Furthermore, camouflage works best when combined with silence and motionlessness. Zebra are active and noisy. Predators also see in predominantly black and white (low light vision that detects movement easily) so surely black and white are the most obvious colours to them?
One theory regarding why zebra have stripes suggests that the confusion caused by a group of zebra fleeing simultaneously (as they do bunched in a group and followed by the stallion) creates a screen for the individuals’ escape. The blur of black and white supposedly makes it difficult for predators to separate out an individual target.
Although predators do still catch zebra successfully and regularly, this may have some bearing as a defence technique since it depends on the individual being part of the fleeing unit. The weaker, older or slower members of the group may lag behind and generally, it is the isolated members of the population that are picked off by predators first. Zebra are however group-orientated animals and will attempt to rally around their weaker individuals during times of threat.

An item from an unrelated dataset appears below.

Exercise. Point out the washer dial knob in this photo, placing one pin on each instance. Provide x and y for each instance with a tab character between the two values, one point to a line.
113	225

Each zebra has a unique stripe pattern, a bar-code or fingerprint so to speak. When young zebra are born, the mare will screen her foal from any other zebra until her own stripe pattern has imprinted on the youngster, ensuring recognition.
The Burchell’s Zebra has characteristic ‘shadow stripes’ between the black and white stripes of the rump, which gives the body a dirty chestnut colour.
Telling male and female zebra apart is fairly difficult. The males have a narrow black stripe running vertically between the legs and under the tail. Females have a broader black wedge between their hind legs and under the tail.
The tail of a zebra is an incessant fly-swat. The whisk of black hair on end is a useful device in this regard.
Bath and Sleep
Zebra are keen dust-bathers and frequently roll in loose dirt probably to help with parasite control and thermoregulation. Zebra are able to roll over on their backs completely, a trait not shared by antelope. Zebra also enjoy a good rub of the head and shoulders on objects like rocks or termite mounds. They may even queue up in rank order to perform this apparently pleasurable task.
Zebra sleep a fair amount enjoying a midday siesta when it’s hot (while standing). They also snatch a full seven hours after dark. This they do lying down, even on their sides (especially the foals). Usually, one animal will remain standing and alert to watch for predators.